Sobre dogmas y consignas

De libros y vacaciones

Confieso, con un cierto arrojo, que La Eneida es uno de mis libros compañeros. Hago esta bizarra afirmación porque en estos tiempos si no dices eso de un best seller o una novela que se ha llevado al cine, quien te oye te calibra con ojos condescendientes porque no estás al día. Y eso por lo visto, no tiene perdón. Qué le vamos a hacer, me da absolutamente lo mismo.

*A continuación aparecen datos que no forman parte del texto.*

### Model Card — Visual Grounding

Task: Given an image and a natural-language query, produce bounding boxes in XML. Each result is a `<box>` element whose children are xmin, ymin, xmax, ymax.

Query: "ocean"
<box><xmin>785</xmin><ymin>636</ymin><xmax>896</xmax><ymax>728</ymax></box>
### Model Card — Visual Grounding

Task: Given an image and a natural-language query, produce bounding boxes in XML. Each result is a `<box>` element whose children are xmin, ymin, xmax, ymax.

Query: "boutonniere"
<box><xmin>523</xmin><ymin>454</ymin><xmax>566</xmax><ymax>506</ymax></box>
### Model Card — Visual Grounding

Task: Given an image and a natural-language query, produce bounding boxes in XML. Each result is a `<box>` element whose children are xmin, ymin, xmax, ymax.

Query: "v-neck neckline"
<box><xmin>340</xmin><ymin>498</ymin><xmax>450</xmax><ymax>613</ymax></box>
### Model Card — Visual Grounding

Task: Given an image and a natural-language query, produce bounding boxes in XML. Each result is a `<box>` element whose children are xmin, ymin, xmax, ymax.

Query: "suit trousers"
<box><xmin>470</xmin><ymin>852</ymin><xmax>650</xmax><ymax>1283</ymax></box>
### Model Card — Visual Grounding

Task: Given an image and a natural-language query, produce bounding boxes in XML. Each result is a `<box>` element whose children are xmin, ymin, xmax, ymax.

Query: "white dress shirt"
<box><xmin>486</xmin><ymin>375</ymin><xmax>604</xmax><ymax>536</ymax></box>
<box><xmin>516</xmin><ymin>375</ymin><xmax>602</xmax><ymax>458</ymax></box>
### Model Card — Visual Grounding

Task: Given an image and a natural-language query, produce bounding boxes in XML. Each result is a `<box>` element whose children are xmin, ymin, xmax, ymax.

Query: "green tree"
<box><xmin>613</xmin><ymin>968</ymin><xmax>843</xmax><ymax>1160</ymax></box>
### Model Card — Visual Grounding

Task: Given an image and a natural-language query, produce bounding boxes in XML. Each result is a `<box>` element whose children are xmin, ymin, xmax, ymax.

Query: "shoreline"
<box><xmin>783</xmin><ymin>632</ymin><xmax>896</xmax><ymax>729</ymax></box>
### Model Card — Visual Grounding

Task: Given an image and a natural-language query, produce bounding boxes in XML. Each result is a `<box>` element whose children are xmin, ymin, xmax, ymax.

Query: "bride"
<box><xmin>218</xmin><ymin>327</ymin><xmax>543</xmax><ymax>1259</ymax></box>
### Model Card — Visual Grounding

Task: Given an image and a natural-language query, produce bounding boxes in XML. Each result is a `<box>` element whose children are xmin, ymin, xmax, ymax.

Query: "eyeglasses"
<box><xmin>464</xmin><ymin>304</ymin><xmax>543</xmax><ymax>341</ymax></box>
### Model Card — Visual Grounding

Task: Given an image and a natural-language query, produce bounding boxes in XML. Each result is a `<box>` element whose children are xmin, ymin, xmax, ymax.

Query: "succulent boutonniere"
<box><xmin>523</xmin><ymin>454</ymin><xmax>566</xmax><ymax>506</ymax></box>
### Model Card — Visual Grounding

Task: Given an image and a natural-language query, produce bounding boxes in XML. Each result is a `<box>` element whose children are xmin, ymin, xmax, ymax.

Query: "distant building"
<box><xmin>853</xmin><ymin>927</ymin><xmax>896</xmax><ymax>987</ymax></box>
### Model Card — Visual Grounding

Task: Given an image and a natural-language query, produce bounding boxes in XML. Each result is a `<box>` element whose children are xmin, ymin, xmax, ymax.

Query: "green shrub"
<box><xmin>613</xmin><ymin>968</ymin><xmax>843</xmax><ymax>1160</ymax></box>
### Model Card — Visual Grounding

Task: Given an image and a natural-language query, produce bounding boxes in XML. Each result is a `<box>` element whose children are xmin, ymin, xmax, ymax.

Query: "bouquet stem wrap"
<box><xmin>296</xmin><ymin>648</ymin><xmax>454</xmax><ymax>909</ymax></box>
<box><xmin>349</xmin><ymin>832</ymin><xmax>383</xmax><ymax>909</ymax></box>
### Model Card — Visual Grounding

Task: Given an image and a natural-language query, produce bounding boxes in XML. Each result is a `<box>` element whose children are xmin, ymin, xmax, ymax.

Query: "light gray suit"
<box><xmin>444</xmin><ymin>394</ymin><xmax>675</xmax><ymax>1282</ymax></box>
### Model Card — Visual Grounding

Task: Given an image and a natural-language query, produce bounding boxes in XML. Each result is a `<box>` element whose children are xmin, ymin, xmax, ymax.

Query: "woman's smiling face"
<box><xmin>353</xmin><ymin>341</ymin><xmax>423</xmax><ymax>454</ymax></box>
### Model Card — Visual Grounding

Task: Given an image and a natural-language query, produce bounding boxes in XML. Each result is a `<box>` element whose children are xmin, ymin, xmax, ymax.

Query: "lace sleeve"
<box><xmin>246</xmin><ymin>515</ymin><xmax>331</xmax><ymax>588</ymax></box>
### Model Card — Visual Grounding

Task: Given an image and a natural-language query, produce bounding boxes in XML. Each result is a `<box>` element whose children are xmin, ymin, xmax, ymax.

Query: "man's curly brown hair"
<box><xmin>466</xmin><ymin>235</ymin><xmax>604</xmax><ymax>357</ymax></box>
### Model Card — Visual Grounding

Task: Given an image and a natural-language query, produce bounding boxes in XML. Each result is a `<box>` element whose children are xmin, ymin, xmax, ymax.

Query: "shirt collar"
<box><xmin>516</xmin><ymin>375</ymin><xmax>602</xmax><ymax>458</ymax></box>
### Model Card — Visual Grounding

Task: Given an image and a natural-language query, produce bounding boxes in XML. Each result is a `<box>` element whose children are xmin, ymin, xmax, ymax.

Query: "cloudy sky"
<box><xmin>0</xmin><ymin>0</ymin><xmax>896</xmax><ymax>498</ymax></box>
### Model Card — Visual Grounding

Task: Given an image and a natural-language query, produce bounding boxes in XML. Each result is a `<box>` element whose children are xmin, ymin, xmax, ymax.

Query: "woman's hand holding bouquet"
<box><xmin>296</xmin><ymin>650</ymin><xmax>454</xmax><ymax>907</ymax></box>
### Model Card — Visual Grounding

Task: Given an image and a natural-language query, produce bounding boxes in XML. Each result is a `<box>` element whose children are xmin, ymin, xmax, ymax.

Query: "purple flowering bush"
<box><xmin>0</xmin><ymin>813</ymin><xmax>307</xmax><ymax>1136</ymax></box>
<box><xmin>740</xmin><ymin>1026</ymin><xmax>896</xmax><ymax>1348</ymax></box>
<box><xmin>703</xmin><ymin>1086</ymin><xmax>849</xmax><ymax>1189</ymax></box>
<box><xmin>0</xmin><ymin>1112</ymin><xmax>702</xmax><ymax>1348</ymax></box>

Adoro su prosa limpia que camina por los siglos sin perder frescura. Su ritmo trepidante. El planteamiento a veces psicológico de la multitud de personajes que abarca. El frenético fragor de las batallas. Los peligrosos viajes. La contagiosa placidez de los momentos felices. El amor de entrega total. El odio en estado puro y sin fisuras. La serena valentía ante el deber. Sus perfectas descripciones. El afloramiento de lo perverso o lo delicadamente espiritual en sus protagonistas.

Esta larga entrada viene –aunque no lo parezca- relacionada con las vacaciones. Hay muchas razones para elegir destino para esos días de libertad de lo cotidiano. Desde el dolce farniente de las playas caribeñas hasta el azacaneado ascender y descender de los montañeros, pasando por los deportes de riesgo. Luego estamos los normalitos que formamos el grupo del común de los mortales. Esos que picamos de aquí y de allí según se nos va ocurriendo. En mi caso, y perdonen el afán de protagonismo, quienes con frecuencia deciden mi destino son esos libros que me han acompañado a lo largo de los años. En esta ocasión fue La Eneida. Hacía tiempo que deseaba ir a Túnez para pisar, para sentir Cartago. Siempre me impresionó la descripción que Virgilio hace del momento en que Eneas parte –huye- de la ciudad con sus naves.

Las ruinas conservan el recuerdo de lo que fue la magnífica ciudad y desde su altura reviví lo leído tantas veces. Pude sentir lo perfecto de la descripción. La dicotomía de la belleza y la esperanza de tantas velas blancas allí abajo, volando sobre el mediterráneo añil y plácido. Mientras, arriba, resuena la desgarrada desesperación de la reina Dido, traicionada por Eros, que prefiere morir entre las ruinas de su ciudad a vivir sin el amado. Y contra el cielo plácido y encendido, la ciudad en aquel alto envuelta en llamas como un inmenso faro trágico y mortal.  Eso fue lo que me llevó a Túnez. El mismo impulso que me llevó a China para revivir la vida de la última emperatriz, astuta e inteligente, en la Ciudad Prohibida y el Palacio de Verano. Aquella superviviente que fue capaz de llegar a la cima desde una posición casi de esclava y estar rodeada de un ambiente tan peligroso y hostil.  

A Turquía para sumergirme en Estambul y el esplendoroso Éfeso. Para comprobar lo leído y poder admirar el buen hacer de Ataturk y sentirme en otro planeta en La Capadocia bajo su cielo y bajo su suelo.

A Roma para sentir desde dentro lo encontrado en tantas obras sobre la gloria clásica de la apoteosis del imperio y las glorias, desgracias y amores vividos por César o Adriano. Sí, acepto humildemente el veredicto, soy rarita y poco original, pero no saben ustedes lo bien que me lo paso no yendo de crucero o a una isla muy, muy paradisíaca - y nada virgen por cierto- en la que durante quince días arena, sol, agua y mojitos, tendrían que ser mi mayor felicidad.

Y antes de que se me olvide, feliz regreso a lo reconfortante de lo cotidiano.